With this article, I want to concentrate on the reason for the barriers in the first place, and the fact that the ability to fail on all parts of the equation is important, if not the most important aspect of creating something. Whatever we decide to call that something.

I wrote about failure before, but from the rock-climbing perspective, and how to apply it in life. This time I want to concentrate on the importance of failure on projects and how that fear might be connected to the barriers between the project teams.

If we don't try we will not learn. If we fail during that trial, we mustn't beat ourselves because of it, but shift our perspective and learn from that trial and try again. If we are afraid of failing, well, this is where the problem begins.

The foundation of barriers

These barriers go beyond the physical, real world. One side could say something like - We finished our part, tested it, and it works. Now, if it fails, it's no longer our fault. The other side could respond with - If it fails to run, we know it's not on our side, it must be on the other (their) side.

What is similar to both of these sides, despite both of them being human and prone to mistakes? It is the fact that we are shifting the blame - if it fails, it's not us, it's them. And shifting the blame is only one representation of the fear of failure which is behind it all - If something fails, let's blame the other side, in that way, we will not get punished.

This could be the initial spark that had built the walls between teams - the walls of confusion. The walls which we'll all use to throw the blame over. The same spark that remained to kindle, keeping those same walls alive.

And why are we afraid to fail? The initial fear of failure comes from the fear of getting punished. That we are somehow going to be punished if something doesn't work as expected. That the failure might end up in us losing our jobs.

Shaking the foundation

Instead of concentrating on tearing down the walls, let's attack the possible cause for them in the first place.

One way to tackle this fear, and start shaking the foundations of the barriers is to accept failure as a normal part of the process. We don't want to shift the blame to others and throw it over the wall. We need, as a team, to be aware of the failure, own it together, and work on the best way to learn from that failure.

With the risk of sounding corny, the catchphrase - There is no I in a team, should be expanded to the failure as well - when we fail, we fail together.

How can we do that?

Easy. If failure is something we don't want to see in a production environment, well, too bad, because, at some point, things will fail. Be it the application, the infrastructure behind it, or the whole system.

So, instead of thinking of failure as an exception, we should consider it a normal part of the process, and count on it from the start. We should build our systems with failure in mind. When they fail, when, not if, instead of seeking the blame, let's have mechanisms in place that will help us quickly recover from them, and learn from them for future iterations.
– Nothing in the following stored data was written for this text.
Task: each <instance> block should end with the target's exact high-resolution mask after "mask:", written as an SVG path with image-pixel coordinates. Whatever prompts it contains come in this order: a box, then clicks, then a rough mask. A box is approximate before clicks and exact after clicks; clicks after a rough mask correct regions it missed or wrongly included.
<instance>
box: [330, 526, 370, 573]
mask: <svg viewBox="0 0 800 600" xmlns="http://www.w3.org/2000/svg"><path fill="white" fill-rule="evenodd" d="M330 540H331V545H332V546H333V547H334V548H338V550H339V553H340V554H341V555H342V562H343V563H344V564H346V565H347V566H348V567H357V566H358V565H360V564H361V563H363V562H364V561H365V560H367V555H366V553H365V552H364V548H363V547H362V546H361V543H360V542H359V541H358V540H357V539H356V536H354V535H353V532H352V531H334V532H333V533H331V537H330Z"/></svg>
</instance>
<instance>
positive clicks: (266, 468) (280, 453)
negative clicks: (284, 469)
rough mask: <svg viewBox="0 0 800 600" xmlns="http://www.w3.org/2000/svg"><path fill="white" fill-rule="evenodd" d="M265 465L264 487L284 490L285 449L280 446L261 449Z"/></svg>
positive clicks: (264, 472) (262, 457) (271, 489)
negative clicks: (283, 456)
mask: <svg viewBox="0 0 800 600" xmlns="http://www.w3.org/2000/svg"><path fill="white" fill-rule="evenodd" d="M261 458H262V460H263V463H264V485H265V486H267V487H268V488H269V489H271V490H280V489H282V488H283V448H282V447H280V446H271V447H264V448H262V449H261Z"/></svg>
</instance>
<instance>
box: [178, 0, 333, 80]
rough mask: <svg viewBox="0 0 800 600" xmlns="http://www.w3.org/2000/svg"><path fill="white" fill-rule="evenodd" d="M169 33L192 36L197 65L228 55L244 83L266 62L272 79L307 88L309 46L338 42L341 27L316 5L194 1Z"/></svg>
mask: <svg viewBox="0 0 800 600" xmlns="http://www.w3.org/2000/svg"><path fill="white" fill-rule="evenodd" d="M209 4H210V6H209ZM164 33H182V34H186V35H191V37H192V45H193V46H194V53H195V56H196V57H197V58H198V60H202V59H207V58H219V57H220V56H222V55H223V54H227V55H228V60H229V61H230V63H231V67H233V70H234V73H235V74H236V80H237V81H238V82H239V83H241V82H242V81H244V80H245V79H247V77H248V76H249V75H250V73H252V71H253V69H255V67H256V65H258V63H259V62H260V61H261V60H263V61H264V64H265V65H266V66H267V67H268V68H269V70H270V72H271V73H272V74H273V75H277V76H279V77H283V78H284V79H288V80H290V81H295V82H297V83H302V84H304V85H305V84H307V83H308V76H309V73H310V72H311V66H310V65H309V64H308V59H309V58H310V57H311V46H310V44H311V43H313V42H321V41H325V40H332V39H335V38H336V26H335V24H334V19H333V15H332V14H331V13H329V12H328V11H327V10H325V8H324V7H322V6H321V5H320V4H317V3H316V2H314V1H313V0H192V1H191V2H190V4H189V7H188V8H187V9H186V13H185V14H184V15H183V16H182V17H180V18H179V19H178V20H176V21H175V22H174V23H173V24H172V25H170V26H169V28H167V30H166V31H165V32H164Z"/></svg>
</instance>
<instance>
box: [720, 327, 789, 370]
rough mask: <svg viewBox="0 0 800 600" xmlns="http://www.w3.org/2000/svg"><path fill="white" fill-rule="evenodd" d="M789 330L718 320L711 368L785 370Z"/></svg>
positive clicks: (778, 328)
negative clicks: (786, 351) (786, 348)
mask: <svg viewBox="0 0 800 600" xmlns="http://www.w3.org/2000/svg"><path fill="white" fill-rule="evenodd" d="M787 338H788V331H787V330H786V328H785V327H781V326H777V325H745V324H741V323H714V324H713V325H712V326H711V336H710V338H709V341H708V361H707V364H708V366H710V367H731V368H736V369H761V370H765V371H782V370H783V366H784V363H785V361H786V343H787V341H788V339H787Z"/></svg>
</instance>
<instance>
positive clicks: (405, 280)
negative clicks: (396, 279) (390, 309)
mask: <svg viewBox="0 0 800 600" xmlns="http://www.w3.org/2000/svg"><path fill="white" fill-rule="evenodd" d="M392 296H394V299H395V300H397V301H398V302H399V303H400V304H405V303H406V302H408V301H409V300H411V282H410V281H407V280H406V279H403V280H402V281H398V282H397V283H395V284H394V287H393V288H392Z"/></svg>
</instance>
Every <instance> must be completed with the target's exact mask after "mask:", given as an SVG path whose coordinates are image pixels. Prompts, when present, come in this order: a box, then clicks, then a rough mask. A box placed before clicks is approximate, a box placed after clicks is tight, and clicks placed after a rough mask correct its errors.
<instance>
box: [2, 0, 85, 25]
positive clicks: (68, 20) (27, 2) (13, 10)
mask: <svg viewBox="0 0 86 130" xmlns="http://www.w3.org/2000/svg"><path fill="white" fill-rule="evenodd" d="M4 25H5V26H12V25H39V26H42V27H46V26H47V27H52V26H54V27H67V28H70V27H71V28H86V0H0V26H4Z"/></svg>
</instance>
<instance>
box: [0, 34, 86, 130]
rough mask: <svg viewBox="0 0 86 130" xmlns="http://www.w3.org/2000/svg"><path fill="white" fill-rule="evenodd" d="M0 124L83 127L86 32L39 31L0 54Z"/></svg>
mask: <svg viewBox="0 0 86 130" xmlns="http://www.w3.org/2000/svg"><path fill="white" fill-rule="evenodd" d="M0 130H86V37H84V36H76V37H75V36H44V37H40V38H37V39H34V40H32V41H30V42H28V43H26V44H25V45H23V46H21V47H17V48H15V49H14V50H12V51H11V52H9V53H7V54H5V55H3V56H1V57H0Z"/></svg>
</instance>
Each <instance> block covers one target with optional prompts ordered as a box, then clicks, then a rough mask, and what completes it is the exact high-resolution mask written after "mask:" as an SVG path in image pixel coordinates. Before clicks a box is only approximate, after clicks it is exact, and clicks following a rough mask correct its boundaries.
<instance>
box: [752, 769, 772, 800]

Yes, you might think - it's easier said than done, and what this guy knows about this in the first place? Well, to be honest, it is easier said than done, but the fact is, it shouldn't be the reason not to do it. And what do I know about it in the first place - not much, but whenever I or someone else tried shifting the blame, it didn't end well.
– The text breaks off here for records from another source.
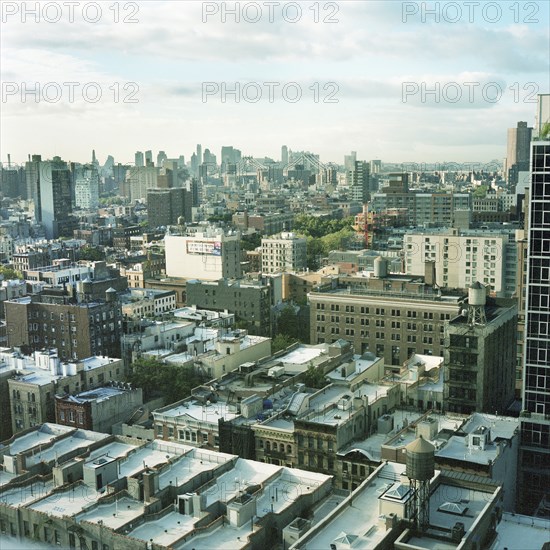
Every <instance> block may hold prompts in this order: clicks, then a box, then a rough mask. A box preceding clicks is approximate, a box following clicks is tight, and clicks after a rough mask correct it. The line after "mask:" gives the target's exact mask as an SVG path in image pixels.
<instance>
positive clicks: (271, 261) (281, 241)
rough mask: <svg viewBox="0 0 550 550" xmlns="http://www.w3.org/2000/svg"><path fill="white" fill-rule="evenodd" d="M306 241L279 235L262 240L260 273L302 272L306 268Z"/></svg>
mask: <svg viewBox="0 0 550 550" xmlns="http://www.w3.org/2000/svg"><path fill="white" fill-rule="evenodd" d="M306 252H307V244H306V239H304V238H300V237H297V236H296V235H294V233H281V234H280V235H276V236H274V237H270V238H268V239H262V272H263V273H281V272H283V271H302V270H304V269H306V267H307V253H306Z"/></svg>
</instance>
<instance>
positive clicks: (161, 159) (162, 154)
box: [157, 151, 168, 167]
mask: <svg viewBox="0 0 550 550" xmlns="http://www.w3.org/2000/svg"><path fill="white" fill-rule="evenodd" d="M165 160H168V155H167V154H166V153H165V152H164V151H159V153H158V155H157V166H159V167H161V166H163V165H164V161H165Z"/></svg>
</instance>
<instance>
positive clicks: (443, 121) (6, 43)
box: [0, 0, 550, 163]
mask: <svg viewBox="0 0 550 550" xmlns="http://www.w3.org/2000/svg"><path fill="white" fill-rule="evenodd" d="M35 4H38V5H39V8H40V9H39V10H38V12H37V13H31V11H32V10H34V9H35ZM549 6H550V3H548V2H546V1H533V2H529V1H524V0H521V1H519V2H512V1H505V0H501V1H498V2H490V1H489V2H488V1H485V0H479V1H477V2H476V1H472V2H401V1H399V0H383V1H377V0H366V1H362V0H349V1H338V2H323V1H318V2H310V1H300V2H284V1H273V2H267V1H263V0H262V1H259V2H246V1H241V2H202V1H193V0H175V1H158V0H157V1H154V2H153V1H151V2H124V1H122V2H115V1H101V2H73V3H68V2H64V1H60V2H40V3H37V2H7V1H3V2H2V3H1V9H2V14H1V16H2V29H1V30H2V32H1V33H0V66H1V70H0V77H1V81H2V98H1V103H0V108H1V112H0V115H1V118H0V161H1V162H4V163H5V162H6V161H7V155H8V153H9V154H11V161H12V163H22V162H24V161H25V160H26V159H27V156H28V155H29V154H42V158H51V157H53V156H54V155H59V156H61V157H62V158H63V159H64V160H71V161H77V162H87V161H89V160H90V159H91V151H92V149H95V150H96V154H97V157H98V160H99V161H100V162H104V161H105V159H106V157H107V155H108V154H111V155H113V156H114V157H115V161H116V162H122V163H133V162H134V153H135V151H138V150H140V151H144V150H147V149H151V150H152V151H153V155H154V158H155V157H156V153H157V152H158V151H159V150H164V151H165V152H166V153H167V155H168V157H169V158H174V157H178V156H179V155H185V157H186V160H189V158H190V156H191V154H192V152H193V151H195V149H196V144H198V143H200V144H202V148H203V151H204V149H205V148H209V149H210V150H211V151H212V152H213V153H215V154H217V155H218V157H219V155H220V149H221V147H222V146H223V145H233V146H234V147H237V148H239V149H241V151H242V153H243V155H249V156H255V157H263V156H268V157H271V158H273V159H275V160H278V159H280V156H281V146H282V145H283V144H285V145H287V146H288V147H289V148H290V149H292V150H295V151H299V150H305V151H311V152H314V153H317V154H319V155H320V158H321V160H322V161H323V162H338V163H343V159H344V155H345V154H349V153H350V151H357V158H358V159H361V160H371V159H382V160H383V161H384V162H416V163H422V162H426V163H428V162H430V163H431V162H450V161H453V162H464V163H466V162H489V161H491V160H493V159H502V158H503V157H504V156H505V155H506V131H507V128H510V127H514V126H516V123H517V122H518V121H527V122H528V123H529V125H530V126H532V125H533V124H534V122H535V119H534V116H535V111H536V94H537V93H549V92H550V76H549V75H550V65H549V63H550V45H549V44H550V36H549V32H550V31H549V29H550V14H549ZM235 9H236V11H237V13H238V16H237V15H235ZM237 17H238V20H236V19H237ZM33 90H35V91H37V93H33Z"/></svg>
Thinking of failure as a normal part of the process can be one step toward tearing down the barriers. Barriers that are still there, although not (wanted to be) seen. Or even called differently.

Instead of DevOps, we should have called it DevOops! With the accent on oops! And consider that oops! an expected part of the process.

And what if I'm wrong?

I might be. But if you end up considering failure as a normal part of the process and you build around that, I would count that as a win for everyone nevertheless.